The official representative neither confirmed nor denied media reports about assemblies of reservists, adding that the reserve force is also part of the armed forces. However, he did not link the drills to the current situation at the Armenian border with Azerbaijan. According to him, the situation at the borders is relatively calm today.
Azerbaijan, too, regularly holds large-scale military exercises along the Line of Contact with Armenian troops. It has repeatedly threatened to use military force to regain control of the region that broke free from Baku’s rule as a result of hostilities in the early 1990s. Authorities in Baku, at the same time, have also expressed their hope to settle the dispute diplomatically through internationally mediated talks with Armenia.
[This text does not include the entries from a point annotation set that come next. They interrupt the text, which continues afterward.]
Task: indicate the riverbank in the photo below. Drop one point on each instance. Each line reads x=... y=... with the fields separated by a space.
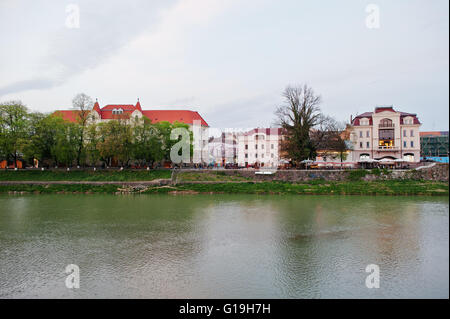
x=389 y=187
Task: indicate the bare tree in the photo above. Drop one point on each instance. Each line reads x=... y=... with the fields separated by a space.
x=83 y=104
x=297 y=117
x=331 y=137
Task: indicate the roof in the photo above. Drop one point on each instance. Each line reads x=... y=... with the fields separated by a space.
x=182 y=116
x=267 y=131
x=68 y=115
x=125 y=107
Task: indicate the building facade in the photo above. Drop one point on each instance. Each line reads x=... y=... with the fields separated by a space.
x=385 y=134
x=259 y=147
x=224 y=149
x=130 y=112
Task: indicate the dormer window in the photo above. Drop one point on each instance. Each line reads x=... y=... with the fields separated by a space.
x=408 y=120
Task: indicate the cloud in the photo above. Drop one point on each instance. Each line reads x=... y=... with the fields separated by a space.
x=58 y=52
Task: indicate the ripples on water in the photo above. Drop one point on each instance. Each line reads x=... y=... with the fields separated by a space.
x=223 y=246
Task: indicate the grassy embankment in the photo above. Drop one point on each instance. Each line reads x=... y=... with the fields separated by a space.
x=240 y=185
x=84 y=175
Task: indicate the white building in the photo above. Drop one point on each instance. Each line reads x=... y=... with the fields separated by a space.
x=385 y=134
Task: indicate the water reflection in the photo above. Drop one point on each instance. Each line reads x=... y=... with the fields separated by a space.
x=223 y=246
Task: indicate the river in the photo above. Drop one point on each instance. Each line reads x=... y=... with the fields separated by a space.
x=223 y=246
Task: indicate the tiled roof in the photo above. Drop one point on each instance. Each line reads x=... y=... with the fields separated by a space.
x=267 y=131
x=434 y=133
x=356 y=120
x=125 y=107
x=182 y=116
x=156 y=116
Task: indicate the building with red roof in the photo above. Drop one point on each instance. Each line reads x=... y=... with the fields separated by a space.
x=130 y=111
x=385 y=134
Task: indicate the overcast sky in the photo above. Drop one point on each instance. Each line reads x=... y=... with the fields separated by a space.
x=228 y=59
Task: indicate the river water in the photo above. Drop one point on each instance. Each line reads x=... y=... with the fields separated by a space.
x=223 y=246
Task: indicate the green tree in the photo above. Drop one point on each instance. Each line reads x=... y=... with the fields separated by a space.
x=147 y=144
x=115 y=142
x=14 y=129
x=43 y=131
x=83 y=105
x=92 y=141
x=65 y=149
x=165 y=128
x=299 y=115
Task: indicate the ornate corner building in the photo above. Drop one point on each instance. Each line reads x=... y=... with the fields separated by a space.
x=385 y=133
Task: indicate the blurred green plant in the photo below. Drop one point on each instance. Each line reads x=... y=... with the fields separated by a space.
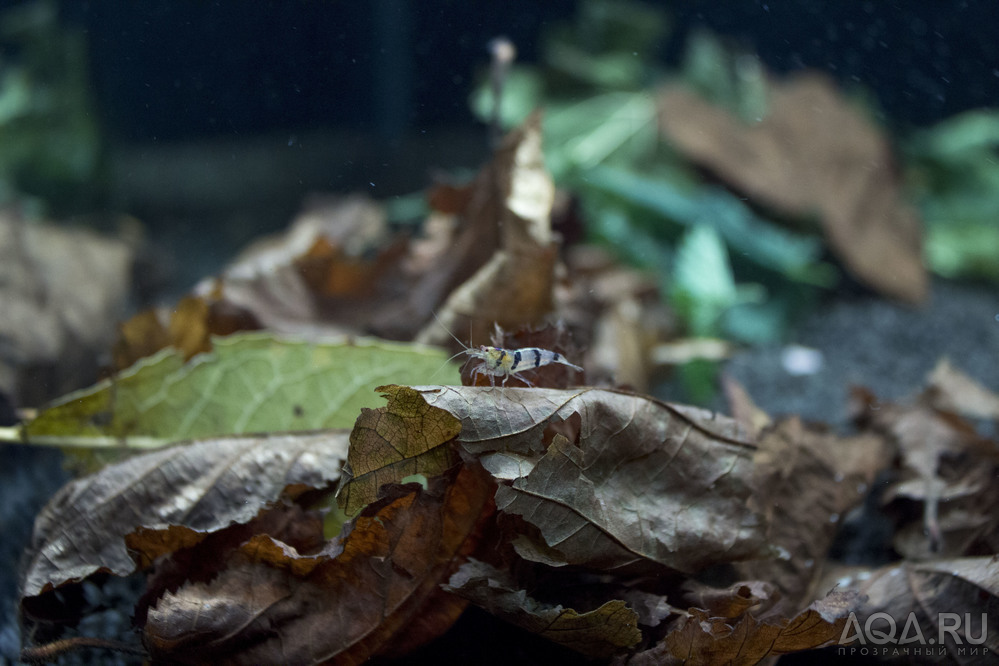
x=726 y=270
x=952 y=173
x=48 y=122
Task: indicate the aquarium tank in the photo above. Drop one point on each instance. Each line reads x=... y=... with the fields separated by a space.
x=575 y=332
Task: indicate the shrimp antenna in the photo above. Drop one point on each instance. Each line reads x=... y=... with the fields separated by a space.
x=464 y=349
x=448 y=331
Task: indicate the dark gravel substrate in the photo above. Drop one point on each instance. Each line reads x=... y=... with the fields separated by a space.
x=864 y=340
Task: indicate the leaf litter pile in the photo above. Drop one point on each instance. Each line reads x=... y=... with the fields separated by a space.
x=346 y=493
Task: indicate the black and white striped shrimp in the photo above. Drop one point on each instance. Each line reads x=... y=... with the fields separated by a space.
x=500 y=362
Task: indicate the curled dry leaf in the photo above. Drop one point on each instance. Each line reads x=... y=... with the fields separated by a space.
x=929 y=595
x=702 y=639
x=511 y=204
x=373 y=591
x=62 y=291
x=953 y=391
x=947 y=468
x=806 y=480
x=599 y=633
x=203 y=486
x=387 y=444
x=813 y=153
x=607 y=479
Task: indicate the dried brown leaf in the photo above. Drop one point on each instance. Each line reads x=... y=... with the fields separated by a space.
x=947 y=468
x=813 y=153
x=374 y=591
x=641 y=484
x=930 y=595
x=599 y=633
x=203 y=486
x=953 y=391
x=62 y=289
x=703 y=640
x=510 y=209
x=806 y=480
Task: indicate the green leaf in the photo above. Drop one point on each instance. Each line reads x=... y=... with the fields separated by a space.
x=250 y=382
x=703 y=287
x=793 y=255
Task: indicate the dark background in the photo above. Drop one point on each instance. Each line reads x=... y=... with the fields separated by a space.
x=167 y=69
In early August, Armenia and Azerbaijan appeared to be on the brink of renewed hostilities amid an unprecedented escalation of violence in the conflict zone. The sides blamed each other for skirmishes and commando raids in which at least two dozen servicemen were killed.
Relative calm was restored after a Russia-mediated meeting between the Armenian and Azerbaijani presidents, Serzh Sarkisian and Ilham Aliyev.
The two leaders last met with the mediation of French President Francois Hollande on October 27. At the Paris talks the parties were urged to show ‘political will’ to overcome their differences and prepare their peoples for peace.